In February, the Legislature concluded that making a midyear 10 percent rollback in payments available to physicians treating Medi-Cal’s 6.7 million poor, elderly and disabled would be a hard-nosed but practical way to quickly save an estimated $568 million, starting this summer.
But the always-rational Elizabeth Hill, the nonpartisan state legislative analyst, quickly listed the ways this is a thoroughly bad idea: For one thing, more than half of Medi-Cal funding comes from the federal government. So every dollar the Legislature takes away from Medi-Cal means the program loses approximately $1.25 more from U.S. matching funds.
Even more damaging, unless the low-income Californians unable to obtain Medi-Cal treatment simply decide to lay down in the streets and wait to die, they have only one reasonable alternative. They must wait for hours at locally funded public health clinics or, more likely, the overburdened emergency rooms of not-for-profit hospitals and county medical centers such as San Francisco General Hospital and San Mateo Medical Center — where treatment costs three or four times more.
So the Legislature’s Medi-Cal cuts are simply another budgetary shell game, shifting state health care expenditures onto already-hard-pressed local jurisdictions and onto private hospitals, which then boost costs to privateinsurers that in turn raise prices to consumers. In 2005, a Blue Cross study estimated its average client family pays an extra $950 yearly because of this.
It is almost startling, but approximately one out of seven San Franciscans is a Medi-Cal client. Nearly 115,000 residents are on Medi-Cal, according to the California Department of Health and Human Services. So the pending 10 percent funding cut could lose The City an estimated $9 million.
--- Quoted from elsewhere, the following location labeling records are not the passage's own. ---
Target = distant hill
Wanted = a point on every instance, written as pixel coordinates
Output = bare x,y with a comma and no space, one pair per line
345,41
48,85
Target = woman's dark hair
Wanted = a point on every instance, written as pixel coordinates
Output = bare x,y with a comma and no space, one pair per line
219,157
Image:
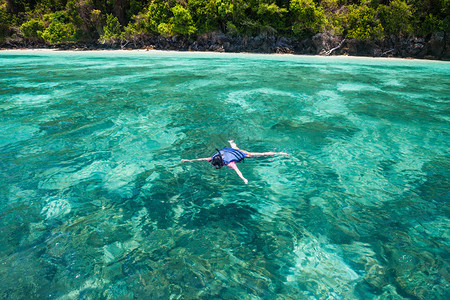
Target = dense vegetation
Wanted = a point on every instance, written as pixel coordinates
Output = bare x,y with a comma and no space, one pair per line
111,21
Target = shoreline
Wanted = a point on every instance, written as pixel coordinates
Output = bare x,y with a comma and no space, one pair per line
214,53
435,47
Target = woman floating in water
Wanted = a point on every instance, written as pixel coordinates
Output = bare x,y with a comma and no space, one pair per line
230,156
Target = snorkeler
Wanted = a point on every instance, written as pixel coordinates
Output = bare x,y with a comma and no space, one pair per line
230,156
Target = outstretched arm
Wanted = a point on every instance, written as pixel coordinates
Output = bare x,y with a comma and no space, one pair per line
254,154
196,159
234,167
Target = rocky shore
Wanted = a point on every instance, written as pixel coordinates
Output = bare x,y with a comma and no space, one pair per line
435,46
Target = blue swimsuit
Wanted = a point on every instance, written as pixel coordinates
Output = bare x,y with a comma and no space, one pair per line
230,154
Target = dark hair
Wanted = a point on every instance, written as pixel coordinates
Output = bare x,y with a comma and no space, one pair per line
217,160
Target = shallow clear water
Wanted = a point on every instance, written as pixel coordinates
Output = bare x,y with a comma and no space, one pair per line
95,203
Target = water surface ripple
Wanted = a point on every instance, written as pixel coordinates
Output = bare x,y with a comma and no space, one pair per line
95,203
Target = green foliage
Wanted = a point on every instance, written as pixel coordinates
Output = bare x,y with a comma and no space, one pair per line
396,18
271,15
307,17
32,29
111,31
60,29
5,23
363,23
182,22
158,12
58,21
205,14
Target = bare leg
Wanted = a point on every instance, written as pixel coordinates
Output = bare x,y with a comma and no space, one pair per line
254,154
233,144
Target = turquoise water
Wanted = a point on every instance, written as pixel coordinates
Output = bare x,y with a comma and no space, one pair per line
95,203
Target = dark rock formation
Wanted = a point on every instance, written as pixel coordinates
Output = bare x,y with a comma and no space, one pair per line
436,46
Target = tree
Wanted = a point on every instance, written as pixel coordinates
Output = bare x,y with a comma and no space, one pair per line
307,19
182,21
60,29
111,31
363,23
396,18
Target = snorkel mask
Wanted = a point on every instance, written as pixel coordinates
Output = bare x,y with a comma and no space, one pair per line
217,160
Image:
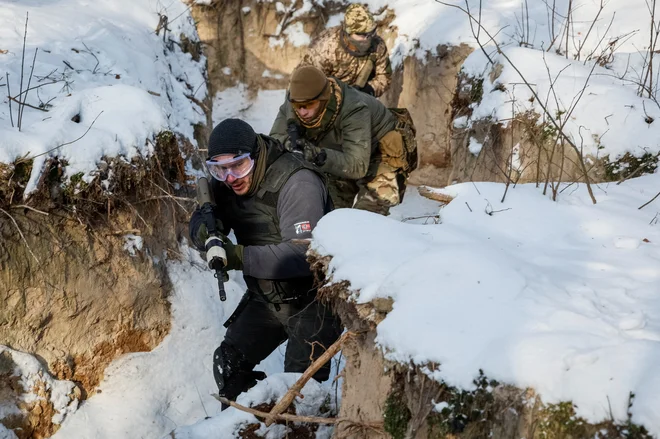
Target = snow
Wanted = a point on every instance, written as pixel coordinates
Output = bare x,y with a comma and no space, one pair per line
558,296
269,390
33,377
105,78
259,111
600,122
171,385
150,394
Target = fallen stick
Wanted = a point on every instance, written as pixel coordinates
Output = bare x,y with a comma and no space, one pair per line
376,426
290,395
281,416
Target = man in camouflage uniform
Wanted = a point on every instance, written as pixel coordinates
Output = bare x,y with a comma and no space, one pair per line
366,149
353,53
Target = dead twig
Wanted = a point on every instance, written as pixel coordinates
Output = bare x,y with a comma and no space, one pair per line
20,232
161,197
295,418
649,202
549,115
290,395
20,116
24,104
25,206
427,217
22,68
11,115
67,143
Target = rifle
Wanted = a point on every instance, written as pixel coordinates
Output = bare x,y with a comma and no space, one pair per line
364,74
216,256
293,130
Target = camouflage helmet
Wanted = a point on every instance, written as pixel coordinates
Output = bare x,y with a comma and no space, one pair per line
358,20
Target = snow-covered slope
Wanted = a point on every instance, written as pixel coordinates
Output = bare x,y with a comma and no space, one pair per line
562,297
97,63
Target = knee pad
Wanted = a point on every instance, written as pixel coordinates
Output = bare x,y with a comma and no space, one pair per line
232,372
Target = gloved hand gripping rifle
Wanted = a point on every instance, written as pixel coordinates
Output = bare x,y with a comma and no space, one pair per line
216,256
293,130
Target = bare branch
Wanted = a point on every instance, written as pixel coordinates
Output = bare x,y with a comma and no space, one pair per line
20,232
22,67
11,114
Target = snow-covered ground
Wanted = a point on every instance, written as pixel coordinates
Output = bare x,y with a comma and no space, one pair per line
563,297
100,67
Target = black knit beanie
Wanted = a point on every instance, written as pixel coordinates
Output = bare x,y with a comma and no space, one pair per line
232,136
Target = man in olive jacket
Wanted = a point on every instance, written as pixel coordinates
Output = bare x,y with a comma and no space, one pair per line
272,200
350,136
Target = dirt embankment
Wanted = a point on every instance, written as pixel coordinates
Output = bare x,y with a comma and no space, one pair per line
82,267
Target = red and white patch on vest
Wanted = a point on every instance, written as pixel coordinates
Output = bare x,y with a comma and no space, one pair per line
303,227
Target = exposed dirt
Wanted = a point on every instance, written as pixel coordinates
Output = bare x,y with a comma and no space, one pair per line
73,295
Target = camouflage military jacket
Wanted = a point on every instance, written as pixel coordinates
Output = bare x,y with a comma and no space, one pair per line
328,54
349,143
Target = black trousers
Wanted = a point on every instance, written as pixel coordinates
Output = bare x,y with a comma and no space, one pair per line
308,325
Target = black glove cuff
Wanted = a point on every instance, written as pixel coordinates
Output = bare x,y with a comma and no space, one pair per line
368,89
321,158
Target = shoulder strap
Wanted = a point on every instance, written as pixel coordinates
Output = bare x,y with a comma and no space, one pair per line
279,173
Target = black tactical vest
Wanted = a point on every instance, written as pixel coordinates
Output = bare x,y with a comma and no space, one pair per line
255,222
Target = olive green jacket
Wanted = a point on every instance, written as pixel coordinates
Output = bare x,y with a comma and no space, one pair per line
362,121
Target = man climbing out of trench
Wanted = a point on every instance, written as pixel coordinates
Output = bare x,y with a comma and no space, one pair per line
272,200
366,149
353,53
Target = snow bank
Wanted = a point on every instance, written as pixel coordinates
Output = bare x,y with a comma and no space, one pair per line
259,111
38,384
561,297
100,63
422,25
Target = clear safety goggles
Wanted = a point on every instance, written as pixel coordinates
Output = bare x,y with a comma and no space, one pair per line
238,166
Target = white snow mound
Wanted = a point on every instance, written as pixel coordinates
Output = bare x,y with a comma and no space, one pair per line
563,297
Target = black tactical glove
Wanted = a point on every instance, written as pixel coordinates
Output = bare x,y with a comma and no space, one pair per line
312,153
368,89
234,253
201,233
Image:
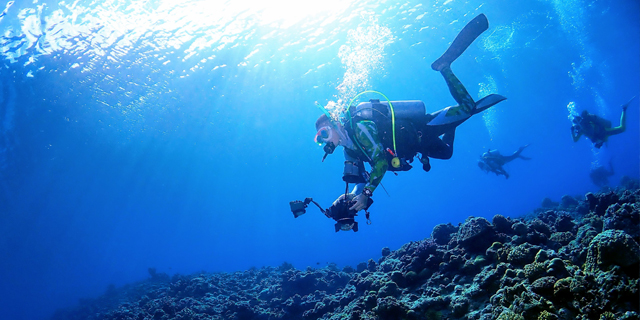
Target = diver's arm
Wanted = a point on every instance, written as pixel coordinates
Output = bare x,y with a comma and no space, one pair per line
623,123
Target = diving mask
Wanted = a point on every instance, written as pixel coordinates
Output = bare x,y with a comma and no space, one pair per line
324,135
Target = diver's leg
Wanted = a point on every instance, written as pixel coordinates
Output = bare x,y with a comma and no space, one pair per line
623,124
517,155
458,91
463,40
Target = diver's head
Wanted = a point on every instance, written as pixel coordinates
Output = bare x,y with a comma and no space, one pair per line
327,133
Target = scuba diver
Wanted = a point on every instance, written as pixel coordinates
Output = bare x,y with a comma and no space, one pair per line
389,134
597,129
492,161
600,175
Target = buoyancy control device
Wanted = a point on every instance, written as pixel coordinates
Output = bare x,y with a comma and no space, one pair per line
409,114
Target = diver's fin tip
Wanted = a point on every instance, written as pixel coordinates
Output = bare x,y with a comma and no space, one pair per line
463,40
488,102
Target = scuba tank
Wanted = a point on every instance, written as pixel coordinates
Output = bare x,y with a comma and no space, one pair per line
401,142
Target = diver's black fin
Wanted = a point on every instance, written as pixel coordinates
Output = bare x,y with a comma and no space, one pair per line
487,102
469,33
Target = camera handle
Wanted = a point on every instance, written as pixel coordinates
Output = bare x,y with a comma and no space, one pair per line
310,200
366,210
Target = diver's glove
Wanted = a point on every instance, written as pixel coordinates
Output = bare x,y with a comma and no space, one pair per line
361,200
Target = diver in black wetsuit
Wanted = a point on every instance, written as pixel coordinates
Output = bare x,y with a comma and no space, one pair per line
597,129
492,161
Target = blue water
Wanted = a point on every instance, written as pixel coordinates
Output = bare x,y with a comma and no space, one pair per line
173,134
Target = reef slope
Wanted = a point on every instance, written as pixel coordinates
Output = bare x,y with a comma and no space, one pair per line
578,259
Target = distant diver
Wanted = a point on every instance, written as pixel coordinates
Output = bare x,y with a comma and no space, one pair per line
600,175
389,134
492,161
597,129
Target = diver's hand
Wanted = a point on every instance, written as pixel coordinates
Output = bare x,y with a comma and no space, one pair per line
361,202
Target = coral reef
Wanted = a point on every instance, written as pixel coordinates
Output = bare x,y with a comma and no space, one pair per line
577,259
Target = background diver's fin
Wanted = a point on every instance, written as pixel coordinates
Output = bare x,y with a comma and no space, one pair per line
487,102
469,33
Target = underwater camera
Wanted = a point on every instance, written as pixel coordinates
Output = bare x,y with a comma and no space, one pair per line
339,211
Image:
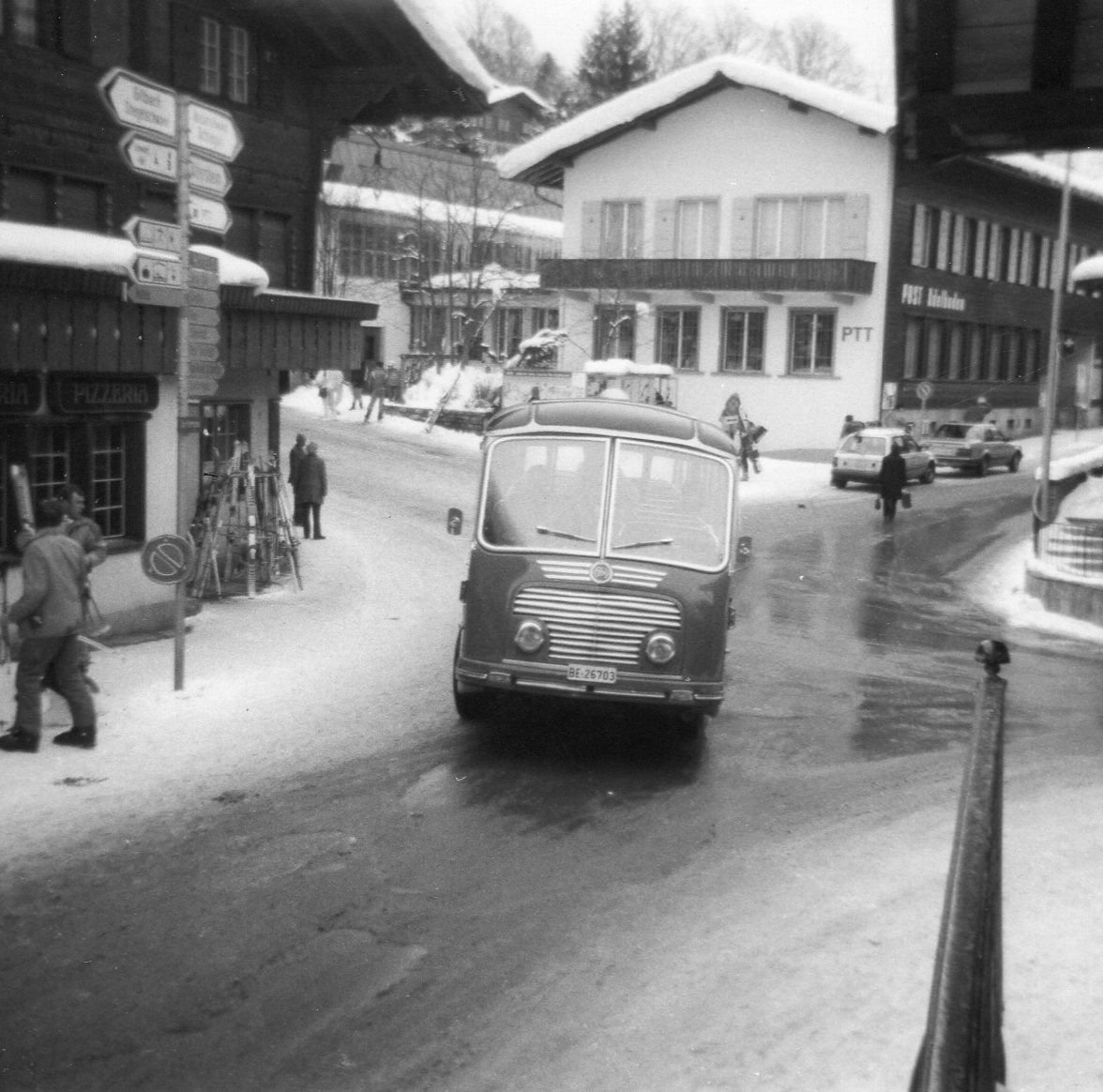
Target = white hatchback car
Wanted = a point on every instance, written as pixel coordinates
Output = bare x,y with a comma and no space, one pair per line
859,455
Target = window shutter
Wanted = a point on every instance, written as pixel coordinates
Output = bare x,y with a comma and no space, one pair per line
665,217
76,29
743,227
591,228
186,48
854,225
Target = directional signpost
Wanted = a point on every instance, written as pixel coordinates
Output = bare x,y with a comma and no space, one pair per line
174,138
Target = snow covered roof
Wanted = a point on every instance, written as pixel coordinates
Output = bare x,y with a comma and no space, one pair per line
505,92
492,278
1042,170
540,161
619,366
41,245
432,19
343,195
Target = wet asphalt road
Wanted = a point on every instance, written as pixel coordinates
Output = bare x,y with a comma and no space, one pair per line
457,912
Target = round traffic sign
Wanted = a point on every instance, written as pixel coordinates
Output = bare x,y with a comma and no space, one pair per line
168,558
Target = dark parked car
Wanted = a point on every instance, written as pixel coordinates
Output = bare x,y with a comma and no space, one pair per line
973,447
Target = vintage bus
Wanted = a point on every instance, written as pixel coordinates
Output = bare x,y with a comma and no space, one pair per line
605,547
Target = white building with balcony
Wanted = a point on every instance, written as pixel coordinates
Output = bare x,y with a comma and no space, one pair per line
732,220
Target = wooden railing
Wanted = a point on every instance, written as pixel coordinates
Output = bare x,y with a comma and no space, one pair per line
963,1046
760,275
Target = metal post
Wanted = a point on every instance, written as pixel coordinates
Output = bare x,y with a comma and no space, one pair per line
183,220
1054,339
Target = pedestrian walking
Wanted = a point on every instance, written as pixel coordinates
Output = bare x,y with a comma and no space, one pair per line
356,378
295,457
891,480
394,383
732,417
376,390
50,614
310,489
749,434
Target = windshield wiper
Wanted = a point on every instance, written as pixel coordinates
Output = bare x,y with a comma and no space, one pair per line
564,534
649,541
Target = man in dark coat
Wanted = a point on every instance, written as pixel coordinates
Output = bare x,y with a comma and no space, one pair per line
891,481
294,459
50,614
376,390
310,489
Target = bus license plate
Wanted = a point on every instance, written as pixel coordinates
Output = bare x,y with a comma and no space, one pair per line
583,673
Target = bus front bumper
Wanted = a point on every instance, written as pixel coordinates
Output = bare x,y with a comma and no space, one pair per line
630,686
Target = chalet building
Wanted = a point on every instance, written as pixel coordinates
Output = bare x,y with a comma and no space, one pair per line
446,249
760,234
88,368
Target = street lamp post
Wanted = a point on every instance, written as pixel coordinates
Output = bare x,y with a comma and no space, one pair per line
1054,340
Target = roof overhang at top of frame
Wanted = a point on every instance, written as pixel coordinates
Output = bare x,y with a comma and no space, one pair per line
994,76
376,61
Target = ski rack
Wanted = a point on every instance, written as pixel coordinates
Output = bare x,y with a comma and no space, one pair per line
244,529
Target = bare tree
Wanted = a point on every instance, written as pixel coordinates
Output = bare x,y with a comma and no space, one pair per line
672,37
501,41
810,49
733,31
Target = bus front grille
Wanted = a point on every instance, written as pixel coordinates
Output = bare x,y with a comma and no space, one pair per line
589,627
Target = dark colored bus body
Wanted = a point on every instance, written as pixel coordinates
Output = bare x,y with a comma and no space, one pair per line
602,558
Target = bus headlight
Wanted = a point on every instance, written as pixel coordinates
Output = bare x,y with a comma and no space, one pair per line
659,647
531,634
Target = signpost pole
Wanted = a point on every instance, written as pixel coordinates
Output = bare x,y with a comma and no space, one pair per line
183,203
1049,410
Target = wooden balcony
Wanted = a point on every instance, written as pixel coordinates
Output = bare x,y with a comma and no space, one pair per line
712,275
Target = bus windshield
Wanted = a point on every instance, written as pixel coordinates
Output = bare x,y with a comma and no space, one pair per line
591,495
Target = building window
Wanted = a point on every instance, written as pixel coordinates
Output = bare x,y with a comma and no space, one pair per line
274,249
225,60
698,228
224,425
19,20
508,330
104,459
799,227
1045,262
981,250
996,251
237,83
622,228
743,340
613,332
1028,269
810,342
37,198
210,56
913,346
678,337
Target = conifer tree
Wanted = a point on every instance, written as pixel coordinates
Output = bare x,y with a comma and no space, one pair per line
614,57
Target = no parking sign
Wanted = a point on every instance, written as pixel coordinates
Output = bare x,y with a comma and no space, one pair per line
168,558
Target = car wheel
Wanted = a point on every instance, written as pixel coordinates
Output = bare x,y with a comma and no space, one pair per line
470,705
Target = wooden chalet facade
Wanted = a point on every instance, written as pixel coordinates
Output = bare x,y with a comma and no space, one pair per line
295,76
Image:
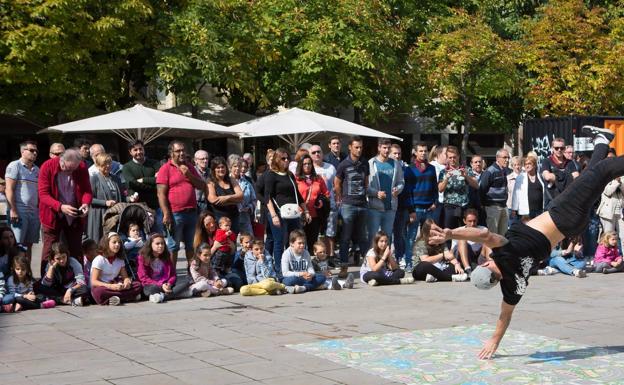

Not to mention that Medi-Cal access is already falling drastically statewide, with more and more physicians refusing to accept patients on the program.
Mayor Gavin Newsom was in Sacramento on Tuesday announcing that he is prepared to file a lawsuit to roll back the Legislature’s 10 percent Medi-Cal cuts. More often than not, making budget policy in the courts is a bad idea.
But with San Francisco now facing its own $338 million deficit, we cannot see that Mayor Newsom has any other alternative except to fight as hard as he can stop the state from playing its latest trick on the counties.
Meanwhile, San Francisco Unified School District SuperintendentCarlos Garcia has already threatened to sue California in order to force long-term funding stability. The state can expect many more of these lawsuits until it finally gets serious about reworking the grotesquely flawed budgeting process.